In the first sanctuary, Moses finds his purpose.

This is no mistake, nor is Moses’ response to his great commission. Moses hides his face and says to God, “Who am I that I should go to Pharaoh and bring the children of Israel out of Egypt?” At this point in the story, Moses is a mere shepherd, has a speaking problem, and is wanted for murder back in Egypt. He is, in the most human response, afraid of his calling. Moses thinks he is not enough—not well-spoken enough, not powerful enough to save the Israelites. After all, he is being told by a God-sent burning bush to go start an insurrection against the most powerful nation on the face of the earth. Of course he feels unworthy. God knows that. 

God already knows who Moses is—his faults and his story—and has chosen him regardless. 

Yet God’s response to Moses’ fear is not one of affirmation. It is not “you’ve got this,” or “you’ll figure it out, dude!” Instead, God says what might be the most central promise in the entire Bible: “I will be with you.” The promise shows that what is necessary is not Moses’ abilities but God’s. It shows that Moses has been chosen, but God is the one who is crucial. This is God’s promise to expand that first sanctuary—extending, through Moses’ faithful movement, the places where God is with man. God’s plan for the Israelites is to extend His presence and power beyond the burning bush, using His chosen shepherd to lead His people to freedom.

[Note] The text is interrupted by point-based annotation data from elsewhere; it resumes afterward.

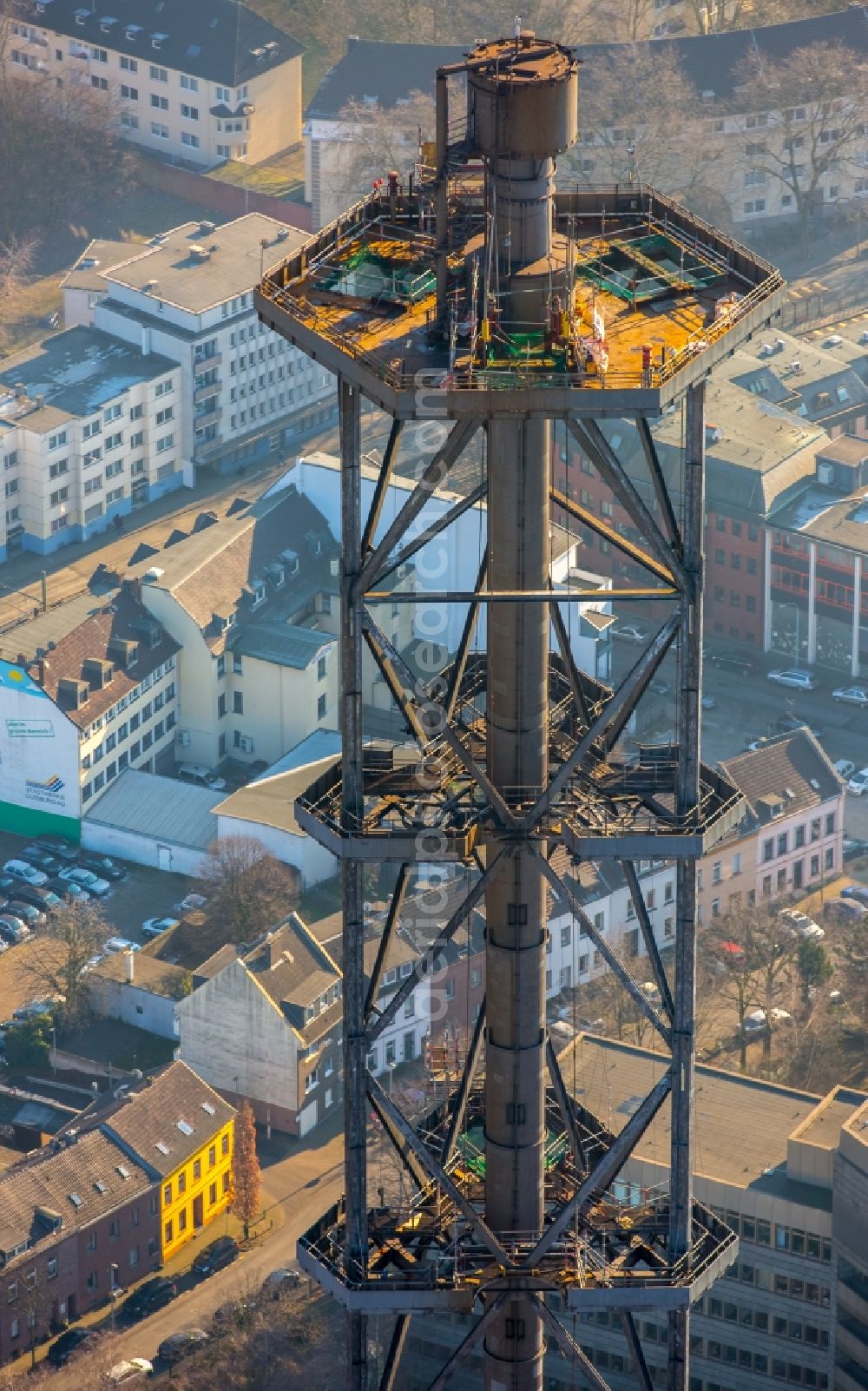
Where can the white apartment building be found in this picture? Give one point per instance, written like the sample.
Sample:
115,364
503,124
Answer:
355,113
188,295
252,603
87,689
205,82
89,426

And yes, this all points to Jesus. It always does. 

When Jesus came, fully God and fully man, He extended that sanctuary to the ends of the earth, to every people, tribe, and tongue. Jesus, God-with-us, is the perfect embodiment of what it means for God to dwell with man. Just like Moses, He offers freedom to all that follow Him into it, and just like God, He invites us to join Him in that same mission.

I suggest to you, dear reader, that the way we create and become sanctuary for others is the ultimate way we reflect God’s love. I believe that if we truly grasped and embodied what it means to be a sanctuary for the world, to be a saving space filled with hope, we would become more like Christ. And in that becoming, we would display to the world the power, magnitude, and temerity of God’s love. Nothing is greater than that call.  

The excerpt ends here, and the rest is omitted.